Covering horsetail has no effect, I'm afraid - it'll just run along to where there is light. Your best bet is to use a glyphosate-based weedkiller (glyphosate is non-residual, and inactivated completely on contact with the ground), crushing the horsetail first so it absorbs the weedkiller; it's also an idea to add a drop of washing-up liquid to the weedkiller. This won't get rid of it all, but will shift a significant amount. The rest can either be treated again, or you can keep pulling it up when you see it.

I must agree whole heartedly with Elizabeth. after all what is a weed? mostly a wild flower in the wrong place. What a beautiful sight is a field of dandylion clocks or a lawn of pretty little daisies all raising their faces to the sun. perhaps those troubled with rabbits should plant a thick swathe of dandylions as a companion crop so that, by the time the rabbits have eaten all the dandylions, they won't want to eat your precious flowers and veg. and dandylion is a much better way to spell it.
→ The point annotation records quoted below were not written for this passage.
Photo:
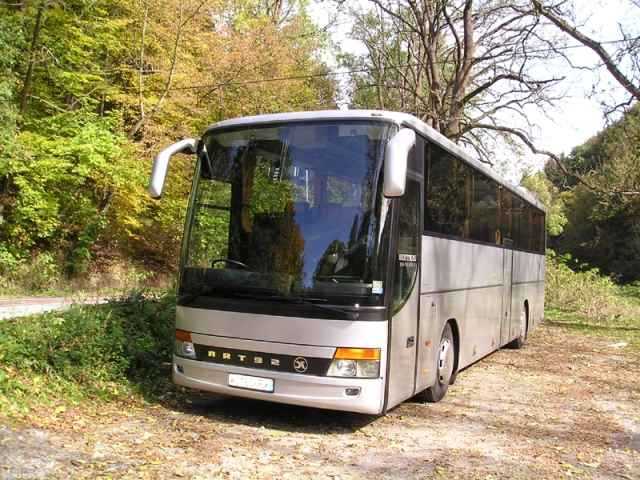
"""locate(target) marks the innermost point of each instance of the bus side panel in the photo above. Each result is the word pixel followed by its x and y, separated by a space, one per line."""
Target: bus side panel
pixel 528 285
pixel 464 282
pixel 403 350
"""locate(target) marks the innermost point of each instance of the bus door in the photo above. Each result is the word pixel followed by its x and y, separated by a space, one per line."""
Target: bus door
pixel 507 277
pixel 405 293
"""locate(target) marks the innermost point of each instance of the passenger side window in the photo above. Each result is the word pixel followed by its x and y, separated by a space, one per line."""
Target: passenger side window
pixel 464 202
pixel 445 210
pixel 408 237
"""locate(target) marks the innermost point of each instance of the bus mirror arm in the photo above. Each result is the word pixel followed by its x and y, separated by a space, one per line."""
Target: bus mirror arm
pixel 396 159
pixel 161 163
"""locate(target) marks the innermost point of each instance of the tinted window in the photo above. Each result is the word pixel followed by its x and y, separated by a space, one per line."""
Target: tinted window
pixel 463 202
pixel 506 214
pixel 484 209
pixel 446 208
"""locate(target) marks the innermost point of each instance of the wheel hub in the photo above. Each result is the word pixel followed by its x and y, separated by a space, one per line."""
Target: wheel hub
pixel 445 361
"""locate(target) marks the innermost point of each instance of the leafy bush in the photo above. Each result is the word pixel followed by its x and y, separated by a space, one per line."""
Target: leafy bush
pixel 94 350
pixel 586 292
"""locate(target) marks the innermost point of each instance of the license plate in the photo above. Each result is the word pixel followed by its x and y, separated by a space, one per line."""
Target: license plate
pixel 252 383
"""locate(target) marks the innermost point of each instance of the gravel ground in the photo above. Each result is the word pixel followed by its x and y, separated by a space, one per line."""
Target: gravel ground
pixel 566 406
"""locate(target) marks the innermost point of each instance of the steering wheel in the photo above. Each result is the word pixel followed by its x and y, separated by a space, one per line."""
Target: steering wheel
pixel 230 262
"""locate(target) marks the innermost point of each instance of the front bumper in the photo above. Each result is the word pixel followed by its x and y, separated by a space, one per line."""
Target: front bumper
pixel 291 388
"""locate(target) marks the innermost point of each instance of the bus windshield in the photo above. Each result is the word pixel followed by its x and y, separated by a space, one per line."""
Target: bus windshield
pixel 289 212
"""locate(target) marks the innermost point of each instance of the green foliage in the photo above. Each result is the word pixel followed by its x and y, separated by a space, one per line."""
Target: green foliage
pixel 102 88
pixel 551 198
pixel 102 350
pixel 604 229
pixel 586 293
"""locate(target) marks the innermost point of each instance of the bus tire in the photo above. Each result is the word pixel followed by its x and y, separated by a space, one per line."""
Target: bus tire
pixel 521 339
pixel 444 364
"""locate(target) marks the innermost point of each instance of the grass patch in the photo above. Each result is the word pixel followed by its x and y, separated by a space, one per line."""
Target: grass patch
pixel 87 352
pixel 588 302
I keep removing the yellow dandelion heads, the plants get weaker & weaker and easier to remove, without making my grass [in my own mind - the lawn!] look like a golf course!
Dandelions especially can be treated with approx 1/4 teaspoon of salt placed in the centre in dry weather (and best when it will be dry for a couple/few days). The grains then filter down into the soil, killing the whole root. Reapplication may be required. Salt is poisenous in the garden.